Он переступил порог, и его присутствие физически изменило атмосферу в комнате. Он не просто вошёл — он заполнил собой пространство, сделал его меньше, теснее, но и… странным образом безопаснее. Его взгляд, быстрый и всевидящий, скользнул по испуганным, напряжённым лицам моих друзей, по груде хлама и инструментов Альфреда, по следам нашего поспешного бегства, по пыли, покрывавшей всё вокруг.


— Я присматривал за тобой, — сказал он просто, снимая свой поношенный плащ и вешая его на ржавый гвоздь у двери с такой естественностью и привычностью, будто жил здесь всегда, многие годы. — С того самого дня, как ты покинул стены Академии. Видел, как ты внедряешься в их логово. Видел, как играешь с огнём, балансируя на лезвии бритвы. Видел твои маленькие победы и твою первую крупную неудачу. И видел, что до сего момента моя помощь тебе не требовалась. Ты шёл своим путём. Ошибаясь, но учась. Падая и поднимаясь. А вот теперь, — он кивнул в сторону окна, за которым лежал весь враждебный нам мир, — теперь, я полагаю, мои скромные навыки тебе пригодятся.
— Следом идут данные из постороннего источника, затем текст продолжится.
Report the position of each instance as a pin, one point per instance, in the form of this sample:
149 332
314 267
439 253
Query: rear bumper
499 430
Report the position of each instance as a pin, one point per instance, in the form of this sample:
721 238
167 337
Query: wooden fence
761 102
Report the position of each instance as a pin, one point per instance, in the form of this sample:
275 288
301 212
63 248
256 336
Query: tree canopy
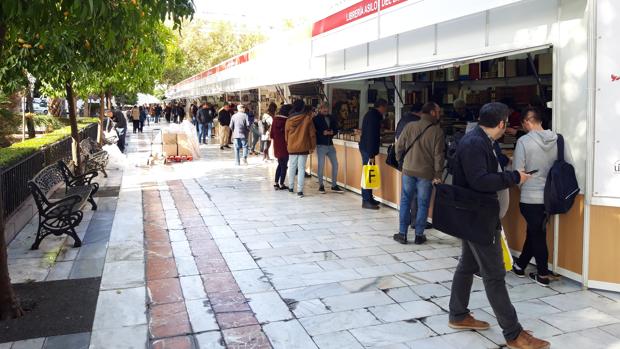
197 48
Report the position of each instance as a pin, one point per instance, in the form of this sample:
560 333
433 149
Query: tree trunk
75 134
9 305
101 115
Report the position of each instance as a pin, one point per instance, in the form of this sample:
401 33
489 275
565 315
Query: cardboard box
170 138
170 149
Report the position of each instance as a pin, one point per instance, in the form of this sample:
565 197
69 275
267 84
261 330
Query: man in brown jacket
300 136
421 148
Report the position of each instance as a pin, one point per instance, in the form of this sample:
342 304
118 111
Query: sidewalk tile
337 340
393 333
236 319
164 291
220 282
210 340
169 320
160 268
120 338
269 307
185 342
120 308
288 335
122 274
73 341
192 287
246 338
224 302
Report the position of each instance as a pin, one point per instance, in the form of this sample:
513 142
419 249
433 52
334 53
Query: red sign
229 63
352 13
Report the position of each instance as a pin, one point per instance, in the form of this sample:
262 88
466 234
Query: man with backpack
478 170
421 146
536 151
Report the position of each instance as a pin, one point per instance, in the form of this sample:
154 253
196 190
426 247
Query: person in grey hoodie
240 127
536 151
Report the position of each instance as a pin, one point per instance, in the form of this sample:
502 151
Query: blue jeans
209 131
412 187
297 163
330 152
240 143
201 133
366 193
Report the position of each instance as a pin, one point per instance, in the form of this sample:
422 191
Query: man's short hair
531 113
381 103
428 107
491 114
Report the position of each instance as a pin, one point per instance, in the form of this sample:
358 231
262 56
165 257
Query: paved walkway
204 254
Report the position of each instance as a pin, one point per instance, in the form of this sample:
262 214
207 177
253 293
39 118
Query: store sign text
352 13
Его слова повисли в воздухе, тяжёлые и значимые. Он знал. Всё знал. Он был тенью за моей спиной всё это время.


— У вас есть план? — спросил он, обводя нас всех своим пронзительным, сканирующим взглядом. Вопрос прозвучал не как насмешка, а как деловое предложение.
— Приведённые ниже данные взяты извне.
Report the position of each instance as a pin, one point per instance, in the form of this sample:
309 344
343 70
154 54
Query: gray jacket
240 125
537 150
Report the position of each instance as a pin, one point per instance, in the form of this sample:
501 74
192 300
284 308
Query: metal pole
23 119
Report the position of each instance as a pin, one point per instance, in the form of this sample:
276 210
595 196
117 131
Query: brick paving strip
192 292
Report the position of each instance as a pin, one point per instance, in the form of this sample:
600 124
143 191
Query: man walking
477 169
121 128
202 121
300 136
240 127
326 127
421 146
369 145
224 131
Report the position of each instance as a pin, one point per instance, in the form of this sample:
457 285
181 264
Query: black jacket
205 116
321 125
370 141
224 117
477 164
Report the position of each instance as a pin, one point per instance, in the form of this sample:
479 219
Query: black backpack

Я горько усмехнулся, проводя рукой по лицу. — План? План был. Он лежит в руинах вместе с моей репутацией, карьерой и, возможно, всей моей будущей жизнью. Сейчас у нас есть только это убежище, скудные припасы и жгучее, животное желание выжить. И… ясное, как этот утренний воздух, понимание, что враги сильны как никогда, могущественны и контролируют всё.


Старый ассасин, которого я в мыслях уже снова начал называть Наставником, медленно кивнул, словно это был именно тот ответ, который он ожидал и даже хотел услышать.
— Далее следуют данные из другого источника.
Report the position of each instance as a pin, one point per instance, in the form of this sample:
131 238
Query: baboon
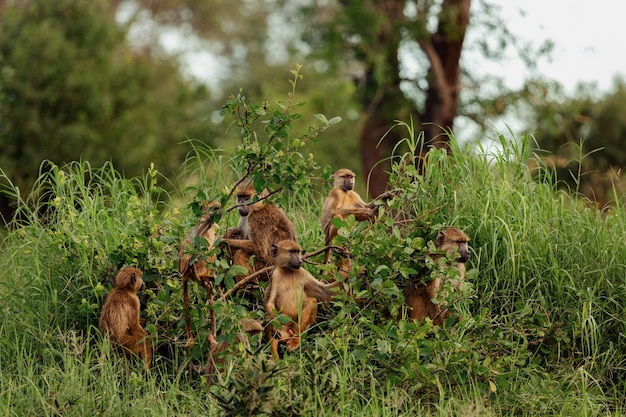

— Выживание — это хорошее, крепкое начало. Основа основ. Но это не цель. Цель — победа. — Он сделал паузу, давая этим простым, но невероятно глубоким словам просочиться в наши испуганные, растерянные сознания. — У меня есть план.


Он прошел в центр комнаты, и мы невольно, как железные опилки к магниту, сгруппировались вокруг него, образуя тесный круг. Мы были больше не кучкой беглецов — мы были учениками, собравшимися вокруг своего Учителя.


— Они победили вас технологией, числом, системой, предательством. Вы попытались бить их их же оружием — и проиграли. Не потому что слабы или глупы. Потому что это не ваше оружие. Вы пытались играть по их правилам на их поле. — Он помолчал, его взгляд стал ещё острее. — Ваше оружие — вот это. — Он указал длинным, жилистым пальцем на свои глаза, на свои бесшумные ступни, на тени, клубящиеся под старым дубовым столом. — Ваше оружие — тишина. Тень. Точность. Терпение. Вы — не солдаты, не танки. Вы — ассасины. Или станете ими. Вот как надо действовать!


Он посмотрел на каждого из нас по очереди, и его взгляд был подобен скальпелю, вскрывающему самые потаённые страхи и возможности.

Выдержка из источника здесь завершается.